The Kinship Conservation Fellows Program was established in 2001 and has so far trained more than 282 conservationists around the world. The program aims to develop a global community of leaders that are dedicated to collaborative approaches to environmental issues, with an emphasis on economic incentives and market-based principles. Fellows join a global community where they can connect with past cohorts and experts to work on innovative ideas that maximize conservation impact. The Fellowship is held annually at the Western Washington University in Bellingham, Washington, USA.

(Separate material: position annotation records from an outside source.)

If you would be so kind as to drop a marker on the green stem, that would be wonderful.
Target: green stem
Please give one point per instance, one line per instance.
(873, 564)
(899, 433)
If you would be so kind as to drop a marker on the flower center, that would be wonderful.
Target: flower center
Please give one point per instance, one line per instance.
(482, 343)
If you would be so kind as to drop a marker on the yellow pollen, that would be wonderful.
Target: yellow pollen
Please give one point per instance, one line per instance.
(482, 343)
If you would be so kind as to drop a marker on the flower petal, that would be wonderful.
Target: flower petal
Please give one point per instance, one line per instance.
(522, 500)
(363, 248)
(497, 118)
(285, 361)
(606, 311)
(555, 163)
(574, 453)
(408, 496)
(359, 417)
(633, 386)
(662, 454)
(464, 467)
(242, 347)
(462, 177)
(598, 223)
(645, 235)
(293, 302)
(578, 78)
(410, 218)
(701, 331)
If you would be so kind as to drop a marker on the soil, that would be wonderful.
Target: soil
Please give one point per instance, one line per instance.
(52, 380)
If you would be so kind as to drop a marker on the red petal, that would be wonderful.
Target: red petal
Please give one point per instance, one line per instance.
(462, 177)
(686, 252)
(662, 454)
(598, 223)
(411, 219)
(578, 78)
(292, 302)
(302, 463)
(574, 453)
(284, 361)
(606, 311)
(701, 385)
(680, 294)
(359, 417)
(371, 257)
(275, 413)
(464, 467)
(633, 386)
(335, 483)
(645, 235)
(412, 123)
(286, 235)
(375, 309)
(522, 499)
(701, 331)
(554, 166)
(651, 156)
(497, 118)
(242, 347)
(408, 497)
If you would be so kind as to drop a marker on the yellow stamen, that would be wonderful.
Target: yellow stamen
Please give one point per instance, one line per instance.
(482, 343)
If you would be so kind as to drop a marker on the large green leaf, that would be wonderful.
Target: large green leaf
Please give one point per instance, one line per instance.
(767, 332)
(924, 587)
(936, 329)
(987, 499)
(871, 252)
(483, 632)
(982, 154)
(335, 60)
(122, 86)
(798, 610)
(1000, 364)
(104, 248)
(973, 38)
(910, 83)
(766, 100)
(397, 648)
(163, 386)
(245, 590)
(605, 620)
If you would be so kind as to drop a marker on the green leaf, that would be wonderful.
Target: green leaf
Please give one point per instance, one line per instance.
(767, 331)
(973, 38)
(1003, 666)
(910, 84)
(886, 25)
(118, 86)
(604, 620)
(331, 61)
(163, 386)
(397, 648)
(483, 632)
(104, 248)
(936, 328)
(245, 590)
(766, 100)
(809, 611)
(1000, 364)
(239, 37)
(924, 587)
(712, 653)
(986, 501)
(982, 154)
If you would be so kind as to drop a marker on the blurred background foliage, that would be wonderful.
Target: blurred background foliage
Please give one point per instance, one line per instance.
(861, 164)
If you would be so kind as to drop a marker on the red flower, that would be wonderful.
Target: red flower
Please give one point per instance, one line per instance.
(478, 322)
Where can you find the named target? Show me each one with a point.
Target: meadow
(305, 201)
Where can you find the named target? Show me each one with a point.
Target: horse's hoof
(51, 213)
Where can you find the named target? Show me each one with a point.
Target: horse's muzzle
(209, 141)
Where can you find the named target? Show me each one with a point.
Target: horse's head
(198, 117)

I first encountered the fellowship programme around 2012 when I started working for WWF South Africa’s Land Programme – a programme of work that supports current efforts in protected areas expansion through land purchase and biodiversity stewardship. Since then I have used the platform as a useful source of information for learning about innovative projects around the world. This has helped to further develop my interest and understanding of diverse land protection and financing mechanisms such as conservation easements, payment for ecosystem services programs, best practice and certification in sustainable agriculture, and other economic tools for conservation.
In 2017, I was selected to participate in the first Kinship regional workshop to be held in South Africa. The regional workshops are designed to advance the development of market-based tools in areas of the world where there is an identified training need and where such approaches remain underutilized. The lessons from this workshop were not only instrumental in how I supported projects in WWF, but also in helping me shift my thinking to taking on an entrepreneurial conservation approach. This is an important and necessary shift for those who operate in developing countries, as we need to reduce our reliance on international funding for conservation, diversify and support new actors in conservation, and promote the type of initiatives that can be self-sustaining.
South Africa presents a unique challenge as it is one of the world’s 17 megadiverse countries; however, it also has pressing socio-economic challenges, i.e. poverty, unemployment, and inequality. This makes it difficult for the country to balance economic development goals with the need for sustainability. As a result, we have a conservation sector that is oriented towards a development agenda. This is evident in initiatives that have been set up to address social issues through programmes such as the Expanded Public Work Programme, People and Parks, and the Land Reform and Biodiversity Stewardship Initiative.
As luck would have it, I was fortunate to be selected to join the 2021 Kinship Fellows Program. This opportunity came at just the right time as I am currently developing a new project that is focused on supporting nature-based community enterprises and livelihoods in protected areas. The project aims to enhance the socio-economic impact of protected areas by developing sustainable economic activities; thereby promoting the role of the biodiversity economy as part of the broader rural development strategy. The fellowship will support me in learning from the experiences of the various experts involved in the program, to understand the impact of this work in different regions of the world, learn how to use new economic tools, build my professional network, and to identify potential areas of collaboration for future projects.